Astrocytes obtained from MCT4^flox/flox and MCT1^flox/flox mice were treated with 4 μM of TAT‐CRE recombinase protein (Millipore, Zug, Switzerland) or TAT‐FITC recombinase protein (Heulot et al. 2016) for 6 h, before being incubated in astrocyte‐defined medium for 2 days.
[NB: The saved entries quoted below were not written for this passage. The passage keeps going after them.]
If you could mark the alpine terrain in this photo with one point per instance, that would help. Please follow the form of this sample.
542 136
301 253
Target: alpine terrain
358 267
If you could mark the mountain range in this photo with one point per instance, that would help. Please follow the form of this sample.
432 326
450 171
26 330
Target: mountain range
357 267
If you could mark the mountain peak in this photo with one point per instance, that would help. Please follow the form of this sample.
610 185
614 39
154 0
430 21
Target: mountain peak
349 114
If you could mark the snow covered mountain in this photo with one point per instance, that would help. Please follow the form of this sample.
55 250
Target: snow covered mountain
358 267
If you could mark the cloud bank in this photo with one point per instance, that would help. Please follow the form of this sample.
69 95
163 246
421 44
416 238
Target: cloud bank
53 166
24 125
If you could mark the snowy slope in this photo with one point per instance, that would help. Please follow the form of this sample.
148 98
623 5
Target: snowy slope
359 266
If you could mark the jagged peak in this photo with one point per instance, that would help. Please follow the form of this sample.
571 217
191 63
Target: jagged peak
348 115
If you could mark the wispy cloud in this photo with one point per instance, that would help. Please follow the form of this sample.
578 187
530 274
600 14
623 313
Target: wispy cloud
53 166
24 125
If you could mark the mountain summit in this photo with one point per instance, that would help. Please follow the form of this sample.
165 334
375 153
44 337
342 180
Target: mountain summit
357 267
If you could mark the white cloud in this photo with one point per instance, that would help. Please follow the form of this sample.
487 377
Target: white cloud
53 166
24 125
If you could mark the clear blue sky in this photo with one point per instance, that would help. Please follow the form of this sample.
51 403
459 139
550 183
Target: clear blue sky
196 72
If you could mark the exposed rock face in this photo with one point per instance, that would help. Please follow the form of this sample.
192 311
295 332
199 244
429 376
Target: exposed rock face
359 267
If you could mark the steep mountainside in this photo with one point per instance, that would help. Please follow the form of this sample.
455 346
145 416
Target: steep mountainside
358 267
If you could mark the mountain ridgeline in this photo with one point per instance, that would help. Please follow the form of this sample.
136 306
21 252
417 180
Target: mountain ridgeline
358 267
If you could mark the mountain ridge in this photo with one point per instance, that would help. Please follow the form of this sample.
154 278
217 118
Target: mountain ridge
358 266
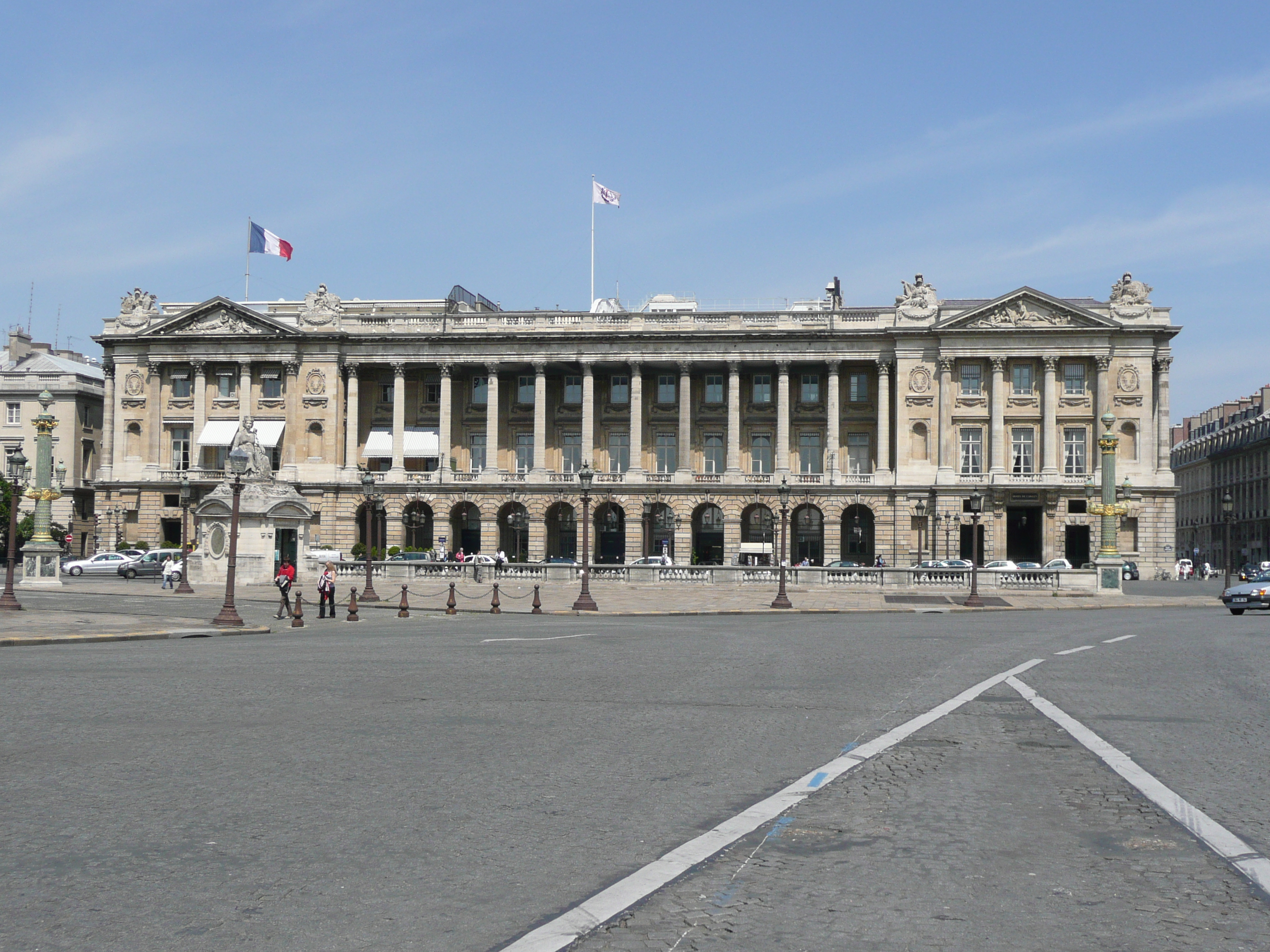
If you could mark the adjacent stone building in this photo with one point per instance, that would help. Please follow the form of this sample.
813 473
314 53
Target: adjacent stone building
1225 450
475 421
27 369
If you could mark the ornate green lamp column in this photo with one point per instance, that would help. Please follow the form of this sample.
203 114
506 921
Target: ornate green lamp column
1109 562
41 557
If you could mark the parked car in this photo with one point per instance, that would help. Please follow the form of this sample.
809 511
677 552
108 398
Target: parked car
149 564
1253 595
101 564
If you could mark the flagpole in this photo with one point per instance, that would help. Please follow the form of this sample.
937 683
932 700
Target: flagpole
247 291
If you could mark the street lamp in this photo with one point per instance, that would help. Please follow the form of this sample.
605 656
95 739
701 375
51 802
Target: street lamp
184 588
781 600
17 474
1227 518
369 593
921 531
976 555
585 602
229 616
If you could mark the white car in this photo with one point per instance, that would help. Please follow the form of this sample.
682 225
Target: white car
101 564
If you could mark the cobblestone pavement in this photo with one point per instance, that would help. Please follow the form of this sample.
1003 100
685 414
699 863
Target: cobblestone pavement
992 829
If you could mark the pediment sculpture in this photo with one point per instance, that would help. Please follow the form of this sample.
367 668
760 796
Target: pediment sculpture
1131 299
138 309
919 301
320 307
1018 314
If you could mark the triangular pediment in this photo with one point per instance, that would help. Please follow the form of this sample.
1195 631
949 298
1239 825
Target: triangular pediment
1027 309
220 318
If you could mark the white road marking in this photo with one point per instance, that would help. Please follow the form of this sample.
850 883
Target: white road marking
1213 834
554 638
564 930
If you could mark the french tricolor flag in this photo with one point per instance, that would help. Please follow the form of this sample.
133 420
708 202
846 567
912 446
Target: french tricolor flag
266 243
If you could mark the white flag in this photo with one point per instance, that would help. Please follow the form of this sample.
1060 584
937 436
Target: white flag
605 196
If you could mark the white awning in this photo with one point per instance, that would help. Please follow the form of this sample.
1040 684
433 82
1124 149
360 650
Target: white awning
420 442
217 433
270 432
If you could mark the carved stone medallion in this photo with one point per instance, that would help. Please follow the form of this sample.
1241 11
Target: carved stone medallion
920 380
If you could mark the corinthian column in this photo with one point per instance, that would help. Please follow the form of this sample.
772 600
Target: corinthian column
783 417
1050 418
998 418
735 418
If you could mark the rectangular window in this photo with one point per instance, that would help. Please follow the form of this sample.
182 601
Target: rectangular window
1023 440
571 452
1074 451
809 457
271 385
1074 378
858 389
1023 378
667 454
972 451
524 452
972 378
859 460
619 452
181 447
761 452
714 454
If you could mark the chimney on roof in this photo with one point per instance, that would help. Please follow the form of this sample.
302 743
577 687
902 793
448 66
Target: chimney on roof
19 345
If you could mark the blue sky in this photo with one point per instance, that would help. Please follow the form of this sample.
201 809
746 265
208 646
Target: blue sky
760 150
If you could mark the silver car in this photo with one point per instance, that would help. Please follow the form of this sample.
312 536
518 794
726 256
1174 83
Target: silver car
101 564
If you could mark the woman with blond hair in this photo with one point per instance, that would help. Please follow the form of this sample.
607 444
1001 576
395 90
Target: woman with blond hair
327 591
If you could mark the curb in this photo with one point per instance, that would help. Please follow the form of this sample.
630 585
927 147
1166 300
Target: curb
133 636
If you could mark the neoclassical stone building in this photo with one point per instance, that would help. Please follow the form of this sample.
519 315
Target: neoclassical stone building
474 422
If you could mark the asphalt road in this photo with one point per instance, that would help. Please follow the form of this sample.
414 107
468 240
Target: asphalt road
421 786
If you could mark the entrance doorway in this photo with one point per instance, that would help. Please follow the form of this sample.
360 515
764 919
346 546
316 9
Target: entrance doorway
1077 547
1023 533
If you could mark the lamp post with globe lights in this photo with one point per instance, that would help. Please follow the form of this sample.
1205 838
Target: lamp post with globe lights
783 601
18 474
585 602
229 616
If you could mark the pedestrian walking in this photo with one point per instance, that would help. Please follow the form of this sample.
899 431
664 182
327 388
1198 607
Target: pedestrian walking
327 591
285 579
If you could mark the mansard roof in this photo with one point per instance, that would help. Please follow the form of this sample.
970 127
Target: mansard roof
1027 309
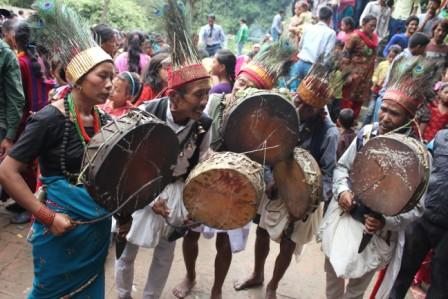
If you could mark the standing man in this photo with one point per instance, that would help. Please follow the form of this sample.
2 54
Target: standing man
382 13
182 110
429 19
319 136
12 98
317 40
341 231
212 36
241 37
403 9
277 26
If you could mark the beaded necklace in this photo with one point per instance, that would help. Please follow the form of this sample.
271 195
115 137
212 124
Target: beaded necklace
79 125
72 177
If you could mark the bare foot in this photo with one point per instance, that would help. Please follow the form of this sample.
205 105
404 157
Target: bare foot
251 282
184 288
271 294
216 294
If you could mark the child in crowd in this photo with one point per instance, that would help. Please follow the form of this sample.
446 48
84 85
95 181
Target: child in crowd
345 124
126 86
347 28
438 119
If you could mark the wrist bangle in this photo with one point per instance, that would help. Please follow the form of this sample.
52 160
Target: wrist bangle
45 215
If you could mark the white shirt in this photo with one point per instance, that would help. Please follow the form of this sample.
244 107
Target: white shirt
317 39
382 14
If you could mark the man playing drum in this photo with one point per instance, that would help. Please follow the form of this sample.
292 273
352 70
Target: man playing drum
319 136
346 257
257 74
188 87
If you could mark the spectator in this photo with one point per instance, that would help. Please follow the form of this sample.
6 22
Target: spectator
241 37
302 17
347 28
9 32
430 18
382 12
361 49
438 119
224 69
106 38
437 48
341 10
345 122
212 36
12 98
126 87
155 78
403 9
277 26
402 39
317 40
134 60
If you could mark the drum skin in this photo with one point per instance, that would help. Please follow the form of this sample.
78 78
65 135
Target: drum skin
299 183
224 191
390 173
125 156
262 118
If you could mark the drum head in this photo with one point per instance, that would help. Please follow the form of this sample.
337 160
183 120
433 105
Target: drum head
386 174
222 199
259 118
130 162
299 183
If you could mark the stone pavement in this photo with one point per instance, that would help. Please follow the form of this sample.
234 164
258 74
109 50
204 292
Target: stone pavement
304 279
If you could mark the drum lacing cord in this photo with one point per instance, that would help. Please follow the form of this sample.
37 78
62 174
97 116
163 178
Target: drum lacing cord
118 208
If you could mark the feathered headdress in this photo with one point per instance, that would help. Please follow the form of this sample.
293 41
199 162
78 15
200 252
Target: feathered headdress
63 31
269 64
410 82
186 64
318 87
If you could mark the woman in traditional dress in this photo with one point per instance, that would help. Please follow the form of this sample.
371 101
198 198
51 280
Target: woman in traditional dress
361 50
68 259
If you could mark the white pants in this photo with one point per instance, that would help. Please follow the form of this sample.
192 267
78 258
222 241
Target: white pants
356 287
158 272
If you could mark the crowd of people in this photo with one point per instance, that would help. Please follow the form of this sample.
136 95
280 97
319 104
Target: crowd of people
52 103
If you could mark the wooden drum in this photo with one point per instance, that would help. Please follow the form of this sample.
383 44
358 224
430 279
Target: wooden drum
390 173
299 183
261 119
129 162
224 191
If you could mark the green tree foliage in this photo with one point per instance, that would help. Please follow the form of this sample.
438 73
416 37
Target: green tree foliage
123 14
Glutamate (200 μM, Sigma, Buchs, Switzerland) treatments were performed in astrocyte‐defined medium. 5‐Aminoimidazole‐4‐carboxamide ribonucleoside (AICAR, 500 μM, 1 h, Selleck Chemicals, Euromedex, Souffelweyersheim, France) and Compound C (10 μM, 12 h, MedChem Express, Lucerna‐Chem AG Switzerland, Luzern, Switzerland) treatments were performed in DMEM (devoid of glucose and phenol red) supplemented with 1 mM up to 10 mM of glucose (Sigma, Buchs, Switzerland) depending on the experiments.

2.6. siRNA Transfection

After 18–21 days in 75‐cm² flasks, astrocytes were transfected in suspension with small interfering RNA (siRNA) against PKM2 (siPKM2, 50 nM, Qiagen, Hombrechtikon, Switzerland) or a negative control (siCtr, 50 nM, Qiagen, Hombrechtikon, Switzerland) using Lipofectamine 3000 reagent (Invitrogen, ThermoFisher Scientific, Basel, Switzerland) prepared in Opti‐MEM/GlutaMax (Invitrogen, Basel, Switzerland) and DMEM F/12 medium without antibiotics according to the manufacturer's instructions. After 12 h of incubation, the transfection medium was replaced with DMEM F/12 medium. Astrocytes were harvested in astrocyte‐defined medium between 24 and 96 h (precise times are indicated in figure legends) before being collected for further analysis.

2.7. Glucose Uptake

³H‐2‐DG uptake was determined as previously described with minor modifications (Pellerin and Magistretti 1994). After 48 h of incubation in astrocyte‐defined medium, the medium was replaced by 2 mL of astrocyte‐defined medium containing ³H‐2‐DG (ARC, St Louis, US) at a concentration of 1 μCi/mL (specific activity, 60 Ci/mM). ³H‐2‐DG uptake results were calculated by subtracting from total counts the portion that was not inhibited by the glucose transporter inhibitor cytochalasin B (25 μM, Sigma, Buchs, Switzerland). Protein content was measured with a Pierce bicinchoninic acid assay (ThermoFisher Scientific, Basel, Switzerland), and glucose uptake values were expressed as fmol per mg of protein.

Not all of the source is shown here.